Ringfort (Rath), Gorteennameale, Co. Laois
Co. Laois |
Ringforts
In the townland of Gorteennameale in County Laois, a low circular earthwork sits in the landscape with one quietly puzzling feature: nobody knows where you were supposed to enter it.
A rath, as this type of ringfort is commonly called, is an early medieval enclosure, typically dating from roughly the fifth to the twelfth centuries, built from a raised earthen bank and an outer ditch to define a farmstead or small settlement. Most retain at least some trace of a formal entrance break in the bank. This one does not.
The enclosure is subcircular in shape, roughly 54 metres across, defined by a bank about 4.3 metres wide and standing approximately 1.8 metres above the surrounding ground on the exterior. Beyond the bank runs a fosse, the outer ditch that would have emphasised the boundary and made casual entry more difficult, here measuring around 6 metres in width.
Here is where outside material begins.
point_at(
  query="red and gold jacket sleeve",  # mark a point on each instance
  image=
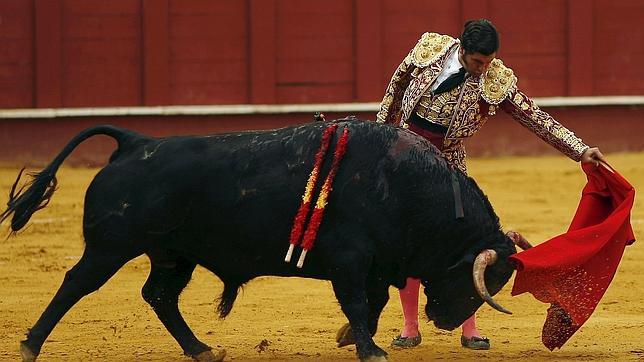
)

The bank survives best along the northern and north-eastern arc, where the original form of the earthwork is most legible. The north-east to south-east section of the bank is absent or severely reduced, which is where an entrance might reasonably have been expected, though whether that gap is original, the result of later agricultural clearance, or simple erosion over a millennium or more remains unclear from the ground alone.